Even if the employees are successful in evading the social engineering tactics, the method of “Google Hacking” is very effective. Google hacking refers to using Google’s search engine to locate high-value targets or to search for valuable information such as passwords, credit card numbers, medical records, or other confidential information. Many times, Google can pull information directly out of private databases or documents.

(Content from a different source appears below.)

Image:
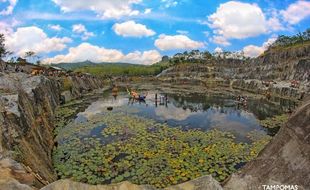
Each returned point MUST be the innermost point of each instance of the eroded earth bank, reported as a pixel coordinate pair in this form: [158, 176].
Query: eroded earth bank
[29, 104]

Creative Google searches can reveal medical, financial, proprietary and even classified information. In US, despite Governmental regulations and protection Acts such as HIPAA, Sarbanes-Oxley, and Graham-Leach-Bliley this problem still persists. Confidential information still makes it out onto the Web, and Google hackers get them easily.

“In India the IT Act, 2000 deals with selective cyber crimes and contraventions. The issue of social engineering has not been dealt with by the Act. Recently Perry4Law and its Techno-Legal Segments like PTLB, PTLITC, etc have suggested for bringing suitable amendments in the Act that have been accepted by the Government of India. We have bought to the attention of the Government the lack of Cyber Forensics and Cyber Security capabilities in India, more particularly security issues of Wireless Networks. If the drafted recommendations of Perry4Law are accepted by the Government, we would have a safer and stronger cyber law in India” says Mr. Praveen Dalal.

This seems to be a tricky situation. On the one hand India is emerging as an Information and Communication Technology (ICT) superpower whereas on the other hand it is facing a weak and ineffective cyber law. The Government of India must act urgently to fill the gaps in the fields of cyber law, cyber security and cyber forensics capability development.